Going Viking 2021
Norway House honors distinguished individuals and organizations from the Norwegian-American community
On June 22, Norway House in Minneapolis hosted its annual signature fundraising event, Midsommer Gala, presenting an online program in the format of a late-night talk show, the “Not-So-Late Show.”
As part of the evening’s festivities, Norway House featured the recipients of this year’s Going Viking Awards, awarded to celebrate individuals and organizations “who embody the adventuresome and bold spirit of the Vikings by inspiring their communities to explore and discover new frontiers with courage and determination.”
Dr. Karen Nyberg
Karen Nyberg is an engineer, astronaut, and artist, who, through nearly 30 years of experience in human spaceflight, has gained an appreciation for the value of working within and across diverse political ideologies, cultural values, and world views to advance critical missions.

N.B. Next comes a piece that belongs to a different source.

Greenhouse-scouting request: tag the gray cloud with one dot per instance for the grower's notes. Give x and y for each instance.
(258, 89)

Nyberg was selected as a member of the NASA Astronaut Corps in 2000. She made her first trip to space aboard Space Shuttle Discovery in 2008, during the height of the International Space Station (ISS) construction, delivering and installing the Japanese Laboratory. On her second spaceflight in 2013, Karen launched on a Russian Soyuz spacecraft and lived and worked at the ISS for 166 days.
Prior to astronaut selection, Nyberg worked as an environmental control systems engineer at the Johnson Space Center in Houston, where she led several design and analysis initiatives in the areas of space vehicle and space suit thermal and environmental control. Recently retired from NASA, Nyberg is currently pursuing interests in the areas of conservation and sustainability, fully appreciating the responsibility for innovation and technology to strive to meet those needs.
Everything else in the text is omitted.